3. Emmanuel Mudiay has the right mentality
Emmanuel Mudiay was the Jazz’s seventh man tonight, and maybe their best bench player.
I’ve been pretty skeptical of Mudiay’s projected production this offseason. I’ve raised this point again and again; he is the one Knick that their fans called their “Tank Commander" out of all of the bad Knicks, because of the things he consistently messed up. Defense? He’d die on screens, and not give second efforts. He’d attack in transition, despite having two or three players back, and end up missing the layup as he tried to avoid the contact. He’d miss open players on his wild drives, and if he didn’t do that, he’d take midrange jumpers. He was actually pretty good at these, but often took them early in possessions, when his team could have used more patience. And he turned the ball over a ton, sometimes more than any player in the league.

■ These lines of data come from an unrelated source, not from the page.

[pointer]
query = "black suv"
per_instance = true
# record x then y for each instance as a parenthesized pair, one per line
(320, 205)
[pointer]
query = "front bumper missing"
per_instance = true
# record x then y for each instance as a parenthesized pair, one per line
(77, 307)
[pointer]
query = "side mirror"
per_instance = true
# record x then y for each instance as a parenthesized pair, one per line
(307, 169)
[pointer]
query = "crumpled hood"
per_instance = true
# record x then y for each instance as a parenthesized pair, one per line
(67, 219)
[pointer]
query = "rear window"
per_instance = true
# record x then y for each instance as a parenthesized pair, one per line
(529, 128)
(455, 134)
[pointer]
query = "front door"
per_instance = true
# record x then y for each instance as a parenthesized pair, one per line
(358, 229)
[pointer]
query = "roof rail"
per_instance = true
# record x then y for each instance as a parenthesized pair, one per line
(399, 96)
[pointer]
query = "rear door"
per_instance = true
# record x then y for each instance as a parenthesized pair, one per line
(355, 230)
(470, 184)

And then he came out in the Jazz’s first game and did these things really sparingly. He played very strong, tough defense, earning 23 minutes on the court. He had five assists, tied for most on the Jazz with Conley, including a couple of really nice ones.
That’s good vision, and smart, too!
And then when he attacked, he went into the body of the rim protectors, not shy to create contact. He never went to the line, but he did make space for himself.
Oh, and he had zero turnovers. In his 246-game career, do you know how many times Mudiay has shot over 50% from the field, had at least five assists, and had zero turnovers? Just three.
Again, the “only one game” mantra applies here. Mudiay has been a bad player for much longer than he has been a good one. But there are some signs that being in the Jazz’s player development system has helped Mudiay, and it will be interesting to see if he can keep up what he’s learned. If he does, the Jazz’s bench is much stronger.